A month has gone by since the last earnings report for Best Buy (
BBY Quick Quote BBY - Free Report) . Shares have lost about 10.2% in that time frame, underperforming the S&P 500.
Will the recent negative trend continue leading up to its next earnings release, or is Best Buy due for a breakout? Before we dive into how investors and analysts have reacted as of late, let's take a quick look at its most recent earnings report in order to get a better handle on the important drivers.
Best Buy Q3 Earnings Beat Estimates, Online Sales Surge
In spite of a challenging backdrop, Best Buy Co., Inc. registered stellar performance in third-quarter fiscal 2021. The top and the bottom lines surpassed the Zacks Consensus Estimate, resulting in the fifth straight quarter of sales and earnings beat. The metrics also improved year over year. This provider of technology products, services and solutions witnessed remarkable increase in Enterprise comparable sales. Notably, Domestic comparable online sales surged during the quarter.

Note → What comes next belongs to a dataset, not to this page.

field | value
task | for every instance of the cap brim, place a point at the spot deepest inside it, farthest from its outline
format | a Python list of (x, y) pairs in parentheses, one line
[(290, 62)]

Supply chain expertise, flexible store operating model and ability to shift quickly to digital aided the performance. The company witnessed increased demand for products that assist customers work, learn, cook, entertain and connect in their homes. The company benefited from stay-at-home trend and the shift in consumer spending away from areas like travel and dining out. Better-than-expected sales resulted in operating margin expansion and earnings growth. Management stated that in spite of witnessing increased demand for the products and services at the start of the final quarter, it is still difficult to project whether these trends will persist, owing to the uncertainty related to the ongoing pandemic. The company also refrained from providing financial guidance. Let’s Delve Deeper
Best Buy delivered adjusted earnings of $2.06 per share that surpassed the Zacks Consensus Estimate of $1.76, and increased substantially from $1.13 reported in the year-ago quarter. The bottom line gained from higher revenues.
Enterprise revenues rose 21% year over year to $11,853 million, and came ahead of the Zacks Consensus Estimate of $11,016.7 million. Enterprise comparable sales increased 23% compared with 1.7% growth recorded in the prior-year quarter. By category, comparable sales increased across Computing and Mobile Phones, Consumer Electronics, Appliances, Entertainment and Services. We note that adjusted gross profit grew 20% to $2,831 million, however, adjusted gross margin contracted 30 basis points to 23.9%. Markedly, adjusted operating income came in at $728 million, up from $406 million reported in the year-ago quarter. Again, adjusted operating margin increased 190 basis points to 6.1%. Segment Details Domestic segment revenues increased 21% to $10,850 million. This year-over-year growth was mainly driven by comparable sales increase of 22.6%, partly offset by the loss of revenues from permanent store closures in the past year. The company registered comparable sales growth across most of its categories, with the largest drivers being computing, home theater and appliances. These were partly offset by a decline in mobile phone sales. In addition, comparable sales in services category grew 13%. Meanwhile, comparable online sales soared 173.7% to $3.82 billion. As a percentage of overall Domestic revenues, online revenues rose to roughly 35.2% from 15.6% in the last year. We note that the segment’s gross margin contracted 30 basis points year over year to 24% owing to higher supply chain costs because of the increased mix of online revenues and lower profit-sharing revenues from the company’s private-label and co-branded credit card arrangement. However, a favorable promotional environment partially offset these pressures. International segment revenues jumped 25.4% to $1,003 million. This upside was backed by comparable sales growth of 27.3%, partly offset by the adverse impact of foreign currency exchange rates to the tune of 140 basis points. The segment’s adjusted gross margin expanded 10 basis points to 22.6%. Other Financial Details
Best Buy ended the quarter with cash and cash equivalents of $5,136 million, long-term debt of $1,256 million and total equity of $4,086 million. During the quarter, the company returned a total of $142 million to shareholders via dividends. Management envisions capital expenditures of $725 million during fiscal 2021.
The company intends to reinitiate share repurchase in the fourth quarter. On a year-to-date basis, the company has returned a total of $488 million to shareholders through dividends of $426 million and share repurchases of $62 million. The company suspended share repurchases last March in order to conserve liquidity in light of the COVID-related uncertainties. How Have Estimates Been Moving Since Then?
It turns out, estimates revision have trended upward during the past month. The consensus estimate has shifted 9.59% due to these changes.
Currently, Best Buy has a strong Growth Score of A, though it is lagging a bit on the Momentum Score front with a B. Charting a somewhat similar path, the stock was allocated a grade of A on the value side, putting it in the top quintile for this investment strategy.
Overall, the stock has an aggregate VGM Score of A. If you aren't focused on one strategy, this score is the one you should be interested in.
Estimates have been broadly trending upward for the stock, and the magnitude of these revisions looks promising. Notably, Best Buy has a Zacks Rank #3 (Hold). We expect an in-line return from the stock in the next few months.